P. G. Wodehouse: The Man with Two Left Feet

10. BLACK FOR LUCK (continued)

'But--I don't understand.'

'Don't worry. You don't have to. Go back and fill that cat with fish, or she'll be leaving you. I suppose you left the door open?'

'My God!' said the Boy Novelist, paling, and dashed for the door.

'Do you think Joseph will bring him luck?' said Elizabeth, thoughtfully.

'It depends what sort of luck you mean. Joseph seems to work in devious ways.
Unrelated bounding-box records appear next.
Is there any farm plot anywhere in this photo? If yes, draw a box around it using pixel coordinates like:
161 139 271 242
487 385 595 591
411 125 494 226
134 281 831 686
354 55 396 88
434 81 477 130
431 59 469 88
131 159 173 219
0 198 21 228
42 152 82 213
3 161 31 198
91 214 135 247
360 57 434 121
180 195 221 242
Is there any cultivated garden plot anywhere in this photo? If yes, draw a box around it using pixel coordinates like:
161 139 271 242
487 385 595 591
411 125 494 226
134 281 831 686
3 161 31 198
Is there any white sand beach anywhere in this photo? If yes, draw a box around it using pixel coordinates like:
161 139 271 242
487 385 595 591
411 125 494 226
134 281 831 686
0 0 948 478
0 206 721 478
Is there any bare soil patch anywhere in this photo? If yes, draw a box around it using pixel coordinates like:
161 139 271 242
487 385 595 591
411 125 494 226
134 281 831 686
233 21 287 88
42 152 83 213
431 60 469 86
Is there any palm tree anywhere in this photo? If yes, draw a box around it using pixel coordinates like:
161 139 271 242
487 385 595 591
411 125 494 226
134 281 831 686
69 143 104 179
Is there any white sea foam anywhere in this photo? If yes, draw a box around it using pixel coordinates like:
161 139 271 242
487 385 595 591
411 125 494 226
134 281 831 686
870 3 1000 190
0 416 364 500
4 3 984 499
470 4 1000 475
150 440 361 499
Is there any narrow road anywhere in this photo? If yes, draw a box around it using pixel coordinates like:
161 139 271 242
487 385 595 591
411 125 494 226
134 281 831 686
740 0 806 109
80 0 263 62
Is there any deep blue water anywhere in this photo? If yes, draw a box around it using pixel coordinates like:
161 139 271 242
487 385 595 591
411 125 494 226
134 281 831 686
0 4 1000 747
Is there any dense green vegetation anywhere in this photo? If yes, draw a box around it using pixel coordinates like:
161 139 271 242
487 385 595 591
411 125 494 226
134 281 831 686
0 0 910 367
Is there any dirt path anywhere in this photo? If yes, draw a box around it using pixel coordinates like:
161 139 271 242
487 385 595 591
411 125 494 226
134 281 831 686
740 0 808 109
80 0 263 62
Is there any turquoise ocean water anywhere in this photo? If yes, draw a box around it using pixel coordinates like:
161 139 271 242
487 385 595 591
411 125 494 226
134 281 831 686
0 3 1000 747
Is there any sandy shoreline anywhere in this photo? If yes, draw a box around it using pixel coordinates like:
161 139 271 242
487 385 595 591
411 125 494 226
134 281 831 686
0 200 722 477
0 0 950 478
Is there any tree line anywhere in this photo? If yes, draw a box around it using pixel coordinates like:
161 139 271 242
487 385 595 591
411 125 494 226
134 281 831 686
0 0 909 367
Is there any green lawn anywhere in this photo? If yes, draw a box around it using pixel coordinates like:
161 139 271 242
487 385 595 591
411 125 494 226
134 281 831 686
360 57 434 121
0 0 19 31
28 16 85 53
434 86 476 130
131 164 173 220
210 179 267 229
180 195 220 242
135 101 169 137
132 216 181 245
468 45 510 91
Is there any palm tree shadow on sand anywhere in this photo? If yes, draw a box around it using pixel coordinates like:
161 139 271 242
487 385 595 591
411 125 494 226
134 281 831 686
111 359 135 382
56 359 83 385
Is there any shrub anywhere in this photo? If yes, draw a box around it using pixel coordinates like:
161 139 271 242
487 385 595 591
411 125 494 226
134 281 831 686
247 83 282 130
If I know Joseph's methods, Briggs's new novel will be rejected by every publisher in the city; and then, when he is sitting in his apartment, wondering which of his razors to end himself with, there will be a ring at the bell, and in will come the most beautiful girl in the world, and then--well, then, take it from me, he will be all right.'

'He won't mind about the novel?'

'Not in the least.'

'Not even if it means that he will have to go away and kill pigs and things.'

'About the pig business, dear. I've noticed a slight tendency in you to let yourself get rather morbid about it. I know they string them up by the hind-legs, and all that sort of thing; but you must remember that a pig looks at these things from a different standpoint. My belief is that the pigs like it. Try not to think of it.'

'Very well,' said Elizabeth, dutifully.